FAQ ABOUT COVID-19

BY Dr. Sanjiva Wijesinha

With Sri Lanka slowly recovering from its fourth wave of COVID-19, I have grown accustomed to being accosted by friends, acquaintances and patients who begin their conversation with: ‘What I still can’t understand about this whole pandemic business is…’

To answer some commonly asked questions about COVID-19 and SARS-CoV-2, let me summarise the basic facts about this disease and the virus that causes it.

Coronaviruses are a type of virus that can infect human beings. There are many types of coronavirus; and some viruses that belong to this large family of pathogens are responsible for causing the common cold and influenza among other diseases.

COVID-19 refers to a virulent type of coronavirus in this group and is a virus that can cause very serious illness if it manages to enter your system – especially the lungs. It spreads easily from an infected person to close contacts; and if the virus travels down your airways into the lungs, it can cause life-threatening damage.
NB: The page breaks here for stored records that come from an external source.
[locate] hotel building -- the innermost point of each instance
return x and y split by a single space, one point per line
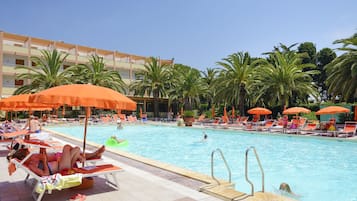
16 50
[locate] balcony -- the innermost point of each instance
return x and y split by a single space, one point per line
11 70
15 50
8 91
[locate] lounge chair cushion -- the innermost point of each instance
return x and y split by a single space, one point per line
58 182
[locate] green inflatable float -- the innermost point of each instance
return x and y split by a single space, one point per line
112 142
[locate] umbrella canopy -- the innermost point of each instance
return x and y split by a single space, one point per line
22 103
85 95
259 111
332 110
296 110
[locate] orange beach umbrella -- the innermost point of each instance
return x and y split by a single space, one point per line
332 110
85 95
259 111
296 110
21 103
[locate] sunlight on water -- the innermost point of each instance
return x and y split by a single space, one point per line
316 169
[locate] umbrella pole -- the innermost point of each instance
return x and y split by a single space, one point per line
85 133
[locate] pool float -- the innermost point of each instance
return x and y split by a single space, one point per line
111 142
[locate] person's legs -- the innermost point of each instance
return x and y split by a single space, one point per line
97 154
66 158
76 156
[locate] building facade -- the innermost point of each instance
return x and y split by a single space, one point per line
16 50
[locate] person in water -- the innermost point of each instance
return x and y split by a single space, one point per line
119 124
285 188
47 164
116 139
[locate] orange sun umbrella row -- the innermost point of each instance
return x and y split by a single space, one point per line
85 95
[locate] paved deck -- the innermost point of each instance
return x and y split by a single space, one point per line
135 185
141 180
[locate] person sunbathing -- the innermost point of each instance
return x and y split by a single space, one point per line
47 164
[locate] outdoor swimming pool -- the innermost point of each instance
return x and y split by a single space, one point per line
316 169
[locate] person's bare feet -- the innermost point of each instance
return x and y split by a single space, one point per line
100 151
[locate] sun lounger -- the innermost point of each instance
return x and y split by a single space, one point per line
58 181
310 128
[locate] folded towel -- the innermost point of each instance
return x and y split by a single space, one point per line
58 182
11 168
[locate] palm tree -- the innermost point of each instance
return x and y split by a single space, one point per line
235 78
187 86
46 73
342 71
283 78
154 79
210 78
96 73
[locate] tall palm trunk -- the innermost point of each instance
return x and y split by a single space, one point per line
156 103
241 100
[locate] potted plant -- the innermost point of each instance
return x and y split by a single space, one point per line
188 117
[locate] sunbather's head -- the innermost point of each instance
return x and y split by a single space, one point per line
18 154
285 187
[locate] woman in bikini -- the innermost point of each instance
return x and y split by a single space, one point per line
47 164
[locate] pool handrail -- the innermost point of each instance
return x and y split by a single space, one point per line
246 169
225 163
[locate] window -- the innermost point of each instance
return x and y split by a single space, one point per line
20 62
19 82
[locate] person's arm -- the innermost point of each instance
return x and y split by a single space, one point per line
34 166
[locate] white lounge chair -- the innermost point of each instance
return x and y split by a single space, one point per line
349 130
60 182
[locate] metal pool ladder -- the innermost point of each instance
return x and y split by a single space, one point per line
225 163
246 169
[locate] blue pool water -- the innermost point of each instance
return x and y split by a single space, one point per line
316 169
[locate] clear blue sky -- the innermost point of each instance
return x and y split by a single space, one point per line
197 33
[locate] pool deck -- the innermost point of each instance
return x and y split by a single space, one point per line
142 179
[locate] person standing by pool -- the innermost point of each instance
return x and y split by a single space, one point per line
119 124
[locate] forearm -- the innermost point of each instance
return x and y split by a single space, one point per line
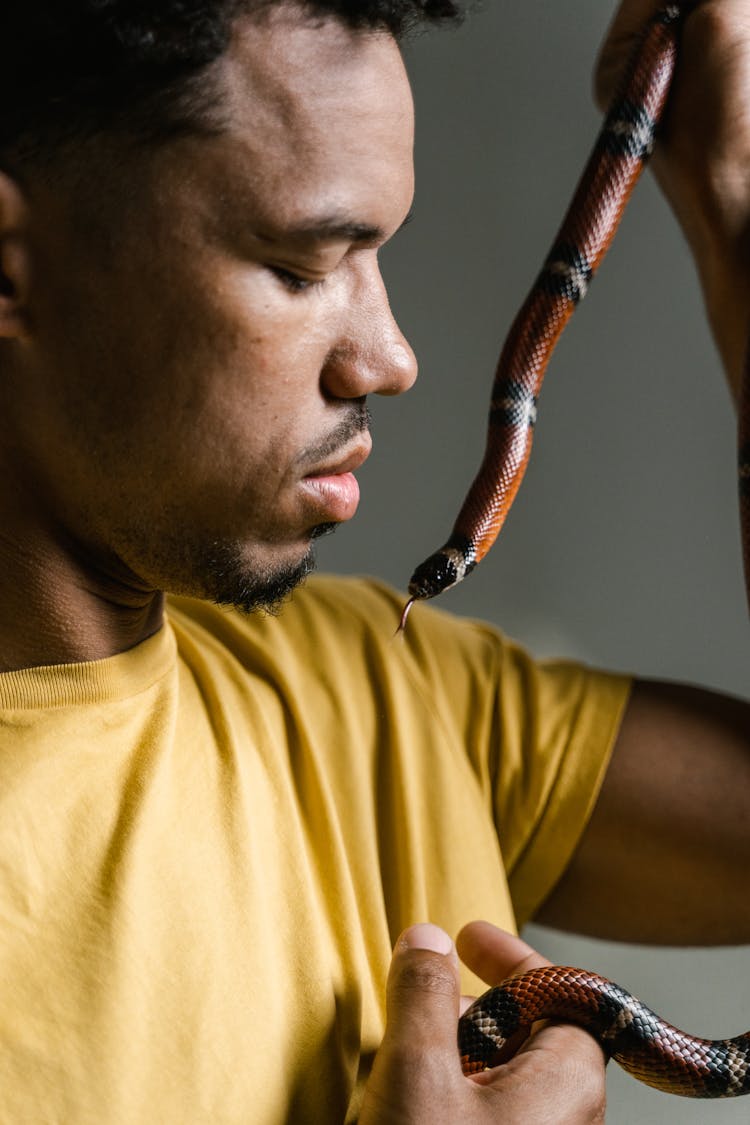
702 161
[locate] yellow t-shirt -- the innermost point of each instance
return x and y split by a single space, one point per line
208 845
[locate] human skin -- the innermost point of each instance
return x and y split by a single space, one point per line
181 367
166 385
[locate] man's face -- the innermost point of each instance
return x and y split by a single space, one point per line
190 395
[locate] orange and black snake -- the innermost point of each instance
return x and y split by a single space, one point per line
640 1041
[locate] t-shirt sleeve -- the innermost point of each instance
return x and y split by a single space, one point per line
539 736
558 723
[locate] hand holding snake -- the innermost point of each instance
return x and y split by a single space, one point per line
702 168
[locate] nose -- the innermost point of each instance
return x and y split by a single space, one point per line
371 356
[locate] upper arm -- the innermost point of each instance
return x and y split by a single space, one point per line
666 856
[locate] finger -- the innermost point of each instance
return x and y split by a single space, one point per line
423 995
494 954
562 1063
620 41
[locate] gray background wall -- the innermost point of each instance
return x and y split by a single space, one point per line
623 547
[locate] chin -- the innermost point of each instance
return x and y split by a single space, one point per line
229 577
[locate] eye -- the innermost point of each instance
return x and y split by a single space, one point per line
294 281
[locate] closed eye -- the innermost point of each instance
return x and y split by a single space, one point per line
294 281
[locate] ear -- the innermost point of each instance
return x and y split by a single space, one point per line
15 259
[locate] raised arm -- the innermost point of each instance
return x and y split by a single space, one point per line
667 854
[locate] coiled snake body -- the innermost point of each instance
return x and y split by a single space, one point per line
641 1042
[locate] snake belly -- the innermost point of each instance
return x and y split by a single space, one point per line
622 147
643 1044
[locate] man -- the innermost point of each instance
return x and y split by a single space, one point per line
207 847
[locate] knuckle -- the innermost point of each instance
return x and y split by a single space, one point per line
426 973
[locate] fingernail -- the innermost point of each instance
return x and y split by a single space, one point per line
426 936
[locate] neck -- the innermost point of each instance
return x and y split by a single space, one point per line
55 610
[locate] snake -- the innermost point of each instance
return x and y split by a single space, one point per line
640 1041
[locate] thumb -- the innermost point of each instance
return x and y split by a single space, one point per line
417 1074
423 993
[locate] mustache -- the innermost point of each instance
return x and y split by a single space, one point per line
357 420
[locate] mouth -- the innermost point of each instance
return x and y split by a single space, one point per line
333 488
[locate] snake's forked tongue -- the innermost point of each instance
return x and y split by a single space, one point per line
622 147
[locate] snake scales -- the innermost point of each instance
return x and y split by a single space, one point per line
640 1041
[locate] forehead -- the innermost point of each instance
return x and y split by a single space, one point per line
316 108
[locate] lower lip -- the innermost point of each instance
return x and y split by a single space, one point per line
336 497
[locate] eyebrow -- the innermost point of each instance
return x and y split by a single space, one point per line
336 228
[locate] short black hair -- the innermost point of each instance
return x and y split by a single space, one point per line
73 69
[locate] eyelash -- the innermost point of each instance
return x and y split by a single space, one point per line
292 281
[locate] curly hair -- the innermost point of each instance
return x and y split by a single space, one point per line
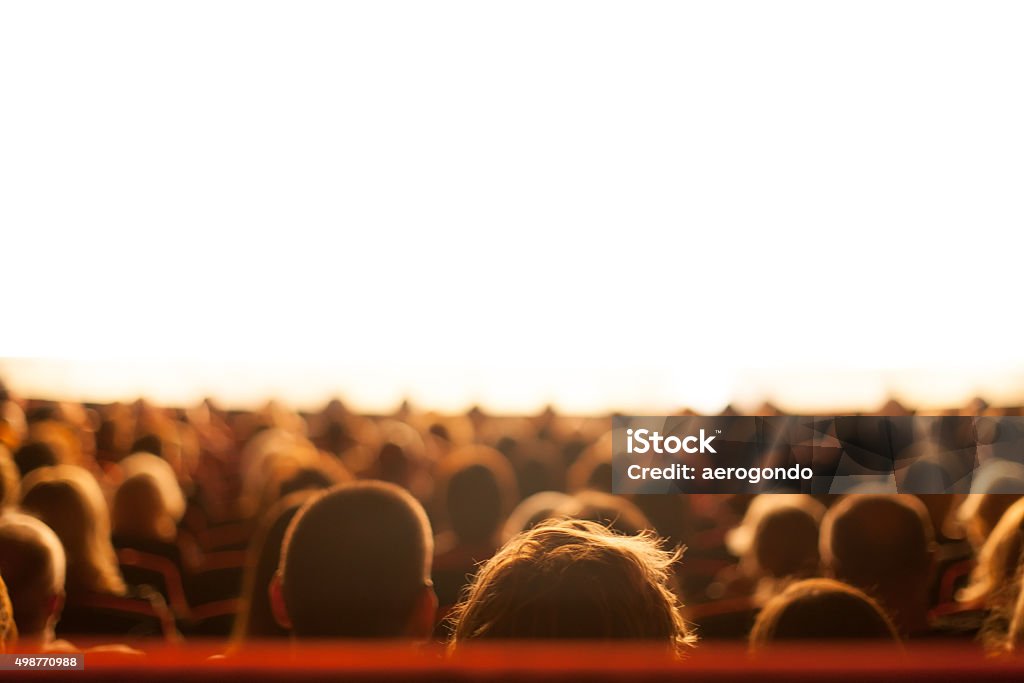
574 580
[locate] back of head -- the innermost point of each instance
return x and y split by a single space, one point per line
68 499
8 632
998 560
820 609
10 479
785 543
479 487
355 561
32 561
256 616
778 538
611 511
573 580
35 455
534 510
138 510
879 542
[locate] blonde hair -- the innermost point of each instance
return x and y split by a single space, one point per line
68 499
8 631
574 579
998 558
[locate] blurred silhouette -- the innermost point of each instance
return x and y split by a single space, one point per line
820 609
32 561
884 545
573 580
355 563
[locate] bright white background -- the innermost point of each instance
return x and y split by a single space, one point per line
604 205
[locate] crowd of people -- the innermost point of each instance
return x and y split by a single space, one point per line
132 524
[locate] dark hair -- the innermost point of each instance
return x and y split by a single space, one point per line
255 619
354 561
820 609
33 456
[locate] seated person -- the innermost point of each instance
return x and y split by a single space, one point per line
355 563
573 580
477 487
145 512
98 602
32 561
820 609
884 545
8 632
776 544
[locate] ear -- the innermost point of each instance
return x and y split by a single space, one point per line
421 623
276 591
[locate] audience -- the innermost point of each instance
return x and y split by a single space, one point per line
255 619
32 561
573 580
820 609
355 563
322 525
8 631
68 499
884 545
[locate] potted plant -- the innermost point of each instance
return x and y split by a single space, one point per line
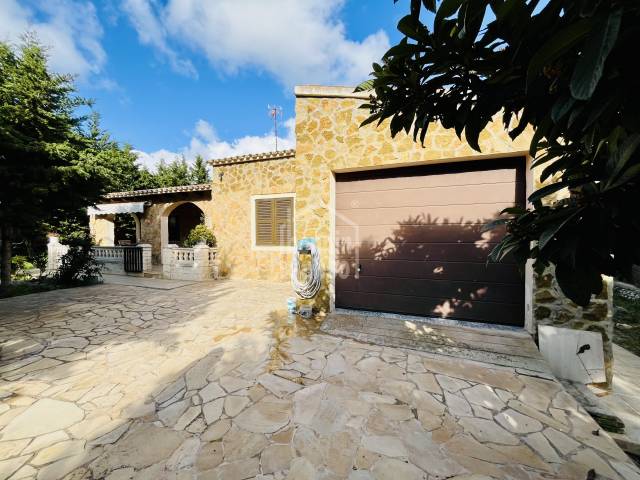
200 235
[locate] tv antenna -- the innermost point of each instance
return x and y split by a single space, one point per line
275 112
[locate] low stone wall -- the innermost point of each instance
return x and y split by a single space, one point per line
111 259
197 263
551 307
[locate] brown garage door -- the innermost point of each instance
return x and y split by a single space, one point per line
408 240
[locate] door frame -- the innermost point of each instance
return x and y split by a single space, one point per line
529 325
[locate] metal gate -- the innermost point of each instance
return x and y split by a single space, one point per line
133 259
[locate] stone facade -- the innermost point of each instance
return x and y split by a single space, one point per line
101 227
328 140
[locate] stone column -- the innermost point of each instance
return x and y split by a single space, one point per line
167 261
54 251
202 269
146 257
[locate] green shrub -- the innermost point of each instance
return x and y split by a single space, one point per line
78 266
200 234
19 263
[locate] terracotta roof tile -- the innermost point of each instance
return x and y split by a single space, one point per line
253 157
200 187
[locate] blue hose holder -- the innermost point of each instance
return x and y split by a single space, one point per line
291 305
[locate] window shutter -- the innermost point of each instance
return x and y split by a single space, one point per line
274 221
264 222
284 221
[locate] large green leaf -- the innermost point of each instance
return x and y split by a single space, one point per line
579 281
558 44
622 155
445 10
588 70
547 235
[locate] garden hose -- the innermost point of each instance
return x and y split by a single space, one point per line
308 287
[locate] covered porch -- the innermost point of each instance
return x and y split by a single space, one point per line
144 232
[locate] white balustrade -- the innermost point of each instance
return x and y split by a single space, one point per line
197 263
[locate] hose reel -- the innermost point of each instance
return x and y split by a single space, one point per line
308 287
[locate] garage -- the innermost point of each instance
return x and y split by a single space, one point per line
409 241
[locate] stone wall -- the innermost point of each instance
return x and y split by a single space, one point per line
328 140
233 220
150 222
101 228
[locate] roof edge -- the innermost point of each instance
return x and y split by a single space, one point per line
324 91
198 187
253 157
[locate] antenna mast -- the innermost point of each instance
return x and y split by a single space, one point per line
275 112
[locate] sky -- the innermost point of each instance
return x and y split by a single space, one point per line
189 77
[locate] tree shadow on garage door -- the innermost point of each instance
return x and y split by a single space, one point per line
430 266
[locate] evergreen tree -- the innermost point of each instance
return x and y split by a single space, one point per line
199 172
44 177
173 174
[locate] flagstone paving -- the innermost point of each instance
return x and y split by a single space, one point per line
210 381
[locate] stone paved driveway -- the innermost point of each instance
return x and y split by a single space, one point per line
208 381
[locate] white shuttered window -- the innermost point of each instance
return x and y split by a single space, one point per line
274 222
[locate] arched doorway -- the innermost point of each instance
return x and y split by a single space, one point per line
178 220
182 220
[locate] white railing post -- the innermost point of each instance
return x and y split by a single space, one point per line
168 260
201 261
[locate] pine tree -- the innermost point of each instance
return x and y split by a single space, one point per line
199 172
44 178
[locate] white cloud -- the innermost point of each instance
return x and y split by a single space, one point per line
295 41
206 142
152 32
69 28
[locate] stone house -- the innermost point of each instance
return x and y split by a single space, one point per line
398 225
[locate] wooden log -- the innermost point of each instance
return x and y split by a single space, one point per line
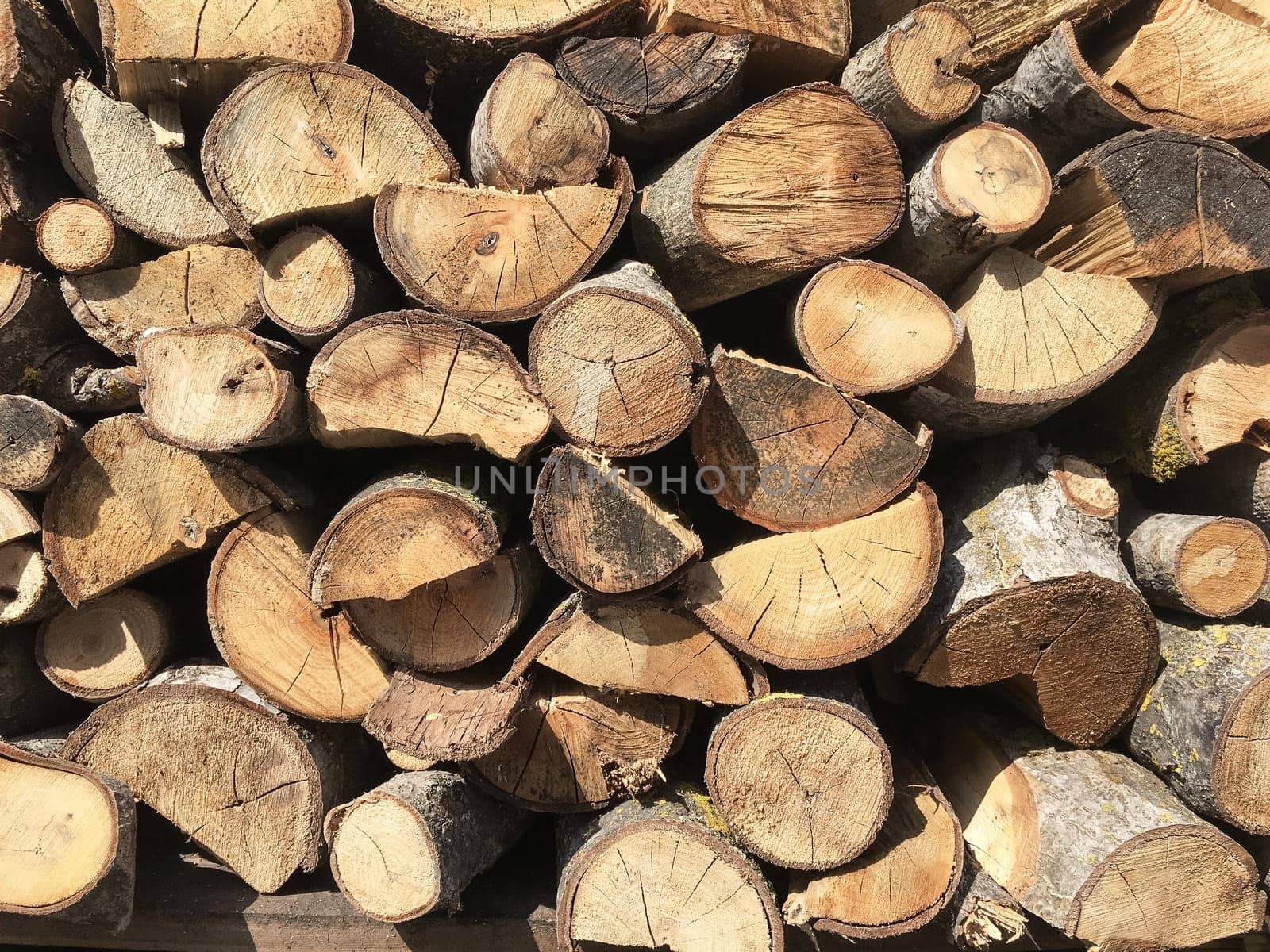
489 255
802 777
746 207
1203 719
602 532
1033 597
346 135
816 459
867 328
662 873
398 533
1091 327
575 748
67 841
618 362
237 777
1089 841
533 131
660 92
36 442
981 187
907 76
648 647
110 152
410 378
416 842
131 503
300 657
107 647
311 287
827 597
452 622
902 881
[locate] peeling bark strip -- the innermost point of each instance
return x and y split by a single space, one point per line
416 842
1089 841
746 206
1033 596
492 255
315 143
813 459
662 873
67 842
827 597
410 378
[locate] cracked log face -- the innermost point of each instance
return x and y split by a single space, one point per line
827 597
812 459
410 378
298 655
315 143
491 255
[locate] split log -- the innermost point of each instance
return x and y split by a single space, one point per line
618 362
202 285
491 255
1200 727
67 841
133 503
416 842
803 780
107 647
314 143
575 748
662 873
867 328
1091 842
816 459
311 287
452 622
747 206
983 186
241 780
110 152
398 533
1033 596
410 378
533 131
602 532
905 879
36 442
1067 332
660 92
220 389
647 647
302 658
1157 205
827 597
907 76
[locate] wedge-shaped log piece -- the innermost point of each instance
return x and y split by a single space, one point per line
133 503
1089 841
603 533
813 459
410 378
202 285
315 143
491 255
110 152
827 597
416 842
67 841
302 658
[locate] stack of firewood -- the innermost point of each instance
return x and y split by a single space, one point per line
816 455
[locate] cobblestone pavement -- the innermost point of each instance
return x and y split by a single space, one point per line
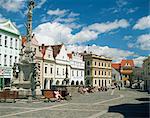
112 104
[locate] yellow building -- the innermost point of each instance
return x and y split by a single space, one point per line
97 70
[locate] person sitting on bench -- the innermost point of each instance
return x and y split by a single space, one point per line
58 96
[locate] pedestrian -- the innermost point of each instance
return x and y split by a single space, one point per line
118 87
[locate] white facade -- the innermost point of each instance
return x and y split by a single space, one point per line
46 67
10 43
62 66
77 69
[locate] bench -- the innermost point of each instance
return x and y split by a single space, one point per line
7 94
50 95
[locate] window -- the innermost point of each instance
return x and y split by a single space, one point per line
5 60
5 41
11 40
15 59
63 71
95 72
88 72
99 82
95 82
16 44
51 70
88 63
0 40
45 69
57 71
10 63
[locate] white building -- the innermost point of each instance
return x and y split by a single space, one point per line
77 69
45 65
10 43
62 65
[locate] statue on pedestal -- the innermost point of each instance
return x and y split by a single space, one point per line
25 71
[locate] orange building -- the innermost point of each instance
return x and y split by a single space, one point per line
126 69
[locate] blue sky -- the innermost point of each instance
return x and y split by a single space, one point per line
114 26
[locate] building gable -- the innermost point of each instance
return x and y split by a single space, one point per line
9 27
62 54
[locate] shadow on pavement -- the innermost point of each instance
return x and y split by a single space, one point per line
143 99
140 110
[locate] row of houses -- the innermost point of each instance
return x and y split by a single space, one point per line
57 66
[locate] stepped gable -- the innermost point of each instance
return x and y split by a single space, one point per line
124 62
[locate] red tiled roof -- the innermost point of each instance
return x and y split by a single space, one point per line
69 55
56 49
123 62
116 65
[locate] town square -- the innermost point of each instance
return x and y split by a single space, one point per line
74 59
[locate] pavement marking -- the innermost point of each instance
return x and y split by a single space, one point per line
5 107
38 109
98 114
112 93
64 109
121 96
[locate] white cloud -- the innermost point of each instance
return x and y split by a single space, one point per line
12 5
83 36
108 26
114 53
139 61
121 3
127 37
142 23
53 33
131 45
132 10
57 12
2 18
59 32
40 3
143 42
72 14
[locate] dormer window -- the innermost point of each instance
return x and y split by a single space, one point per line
5 41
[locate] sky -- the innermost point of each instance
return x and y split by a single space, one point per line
118 29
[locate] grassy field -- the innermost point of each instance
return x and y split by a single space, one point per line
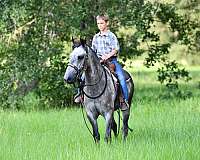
167 129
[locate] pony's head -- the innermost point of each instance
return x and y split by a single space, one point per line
76 62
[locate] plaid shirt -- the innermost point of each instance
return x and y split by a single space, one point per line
105 43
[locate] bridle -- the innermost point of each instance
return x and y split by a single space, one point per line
82 69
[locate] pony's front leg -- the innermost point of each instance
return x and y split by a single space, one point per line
93 121
108 117
125 123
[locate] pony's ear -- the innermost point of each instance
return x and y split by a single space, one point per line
83 42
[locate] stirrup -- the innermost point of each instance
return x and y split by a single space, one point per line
124 105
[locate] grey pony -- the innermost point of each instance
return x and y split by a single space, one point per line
99 91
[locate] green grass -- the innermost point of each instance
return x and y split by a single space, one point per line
163 129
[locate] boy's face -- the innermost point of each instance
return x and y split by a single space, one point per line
102 25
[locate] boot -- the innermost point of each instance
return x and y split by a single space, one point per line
124 105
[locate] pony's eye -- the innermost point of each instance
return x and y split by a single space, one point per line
80 57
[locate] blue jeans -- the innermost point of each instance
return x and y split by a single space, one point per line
122 80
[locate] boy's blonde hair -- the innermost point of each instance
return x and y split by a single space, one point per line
103 17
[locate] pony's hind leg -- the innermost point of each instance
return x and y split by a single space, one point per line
114 127
108 117
125 123
93 121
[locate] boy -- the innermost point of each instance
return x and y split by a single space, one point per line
106 45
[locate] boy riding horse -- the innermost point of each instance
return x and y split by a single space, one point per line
106 45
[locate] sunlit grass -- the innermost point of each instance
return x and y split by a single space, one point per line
162 129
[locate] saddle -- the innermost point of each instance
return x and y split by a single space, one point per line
119 96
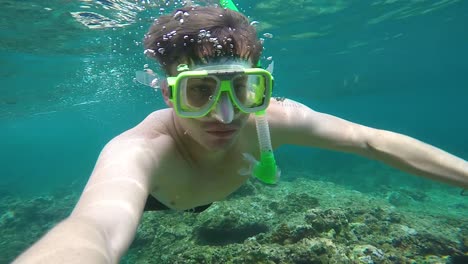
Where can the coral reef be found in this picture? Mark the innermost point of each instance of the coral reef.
(295, 222)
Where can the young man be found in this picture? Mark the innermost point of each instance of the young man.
(194, 152)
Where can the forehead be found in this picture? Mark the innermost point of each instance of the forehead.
(226, 64)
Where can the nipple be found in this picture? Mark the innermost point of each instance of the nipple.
(224, 110)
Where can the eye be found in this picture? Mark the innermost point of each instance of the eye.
(202, 89)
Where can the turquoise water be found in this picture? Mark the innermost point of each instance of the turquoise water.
(66, 89)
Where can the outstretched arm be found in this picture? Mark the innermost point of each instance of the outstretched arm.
(294, 123)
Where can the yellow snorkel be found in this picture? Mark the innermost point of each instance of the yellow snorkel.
(265, 170)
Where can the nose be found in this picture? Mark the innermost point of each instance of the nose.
(224, 110)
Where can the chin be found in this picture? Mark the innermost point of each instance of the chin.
(215, 143)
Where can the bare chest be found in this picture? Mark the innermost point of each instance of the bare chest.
(186, 185)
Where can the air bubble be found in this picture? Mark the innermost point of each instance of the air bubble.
(178, 15)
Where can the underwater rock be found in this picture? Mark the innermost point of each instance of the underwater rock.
(323, 221)
(294, 202)
(367, 254)
(232, 227)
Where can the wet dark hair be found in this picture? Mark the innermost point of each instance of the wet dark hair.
(198, 35)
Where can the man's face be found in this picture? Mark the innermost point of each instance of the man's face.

You can contract COVID-19 if someone who already has the virus in their airways coughs or sneezes, or simply by breathing into the air of those pathogens, which you subsequently inhale. Therefore, close contact with someone who has contracted COVID-19 makes you vulnerable to catching the disease from them.

Taking two or three doses of COVID-19 vaccines provide protection because the inoculation stimulates your white cells and increases the number of antibodies that fight invading viruses.

These antibodies become programmed so that if the COVID-19 virus manages to enter your throat through the air you inhale, your body’s ‘prepared defences’ can destroy the pathogen before it reaches your lungs and causes harm.

If you’re vaccinated, and maintain a safe distance between yourself and anyone who is infected with COVID-19, it’s very unlikely that the virus will enter your throat and even less likely it’ll reach the lungs.

And if you have been inoculated and still become infected with COVID-19, it is extremely unlikely that the virus will travel far enough along your respiratory tract and have the opportunity to damage your lungs.

Symptoms that a person who becomes ill with COVID-19 exhibits when the virus has invaded their lungs include acute body pains, and the sensation of weakness, fever, severe coughing and breathlessness.

When medics test a person who is suspected of having contracted COVID-19, they use a swab to take a sample from the throat to check if he or she has germs in it.

Such testing can be done either by doing a rapid antigen test (RAT), which produces a result almost immediately but can’t be considered 100 percent accurate, or a PCR (polymerase chain reaction) test that is more accurate but takes at least six hours – or sometimes longer – to deliver a verdict.

If your test comes back negative, you can assume for all practical purposes that there are no COVID-19 germs in your throat.
But keep in mind that even if you’ve tested negative for the COVID-19 virus but feel unwell, you should rest, eat sensibly and take paracetamol or aspirin – particularly if you have a mild fever or headache.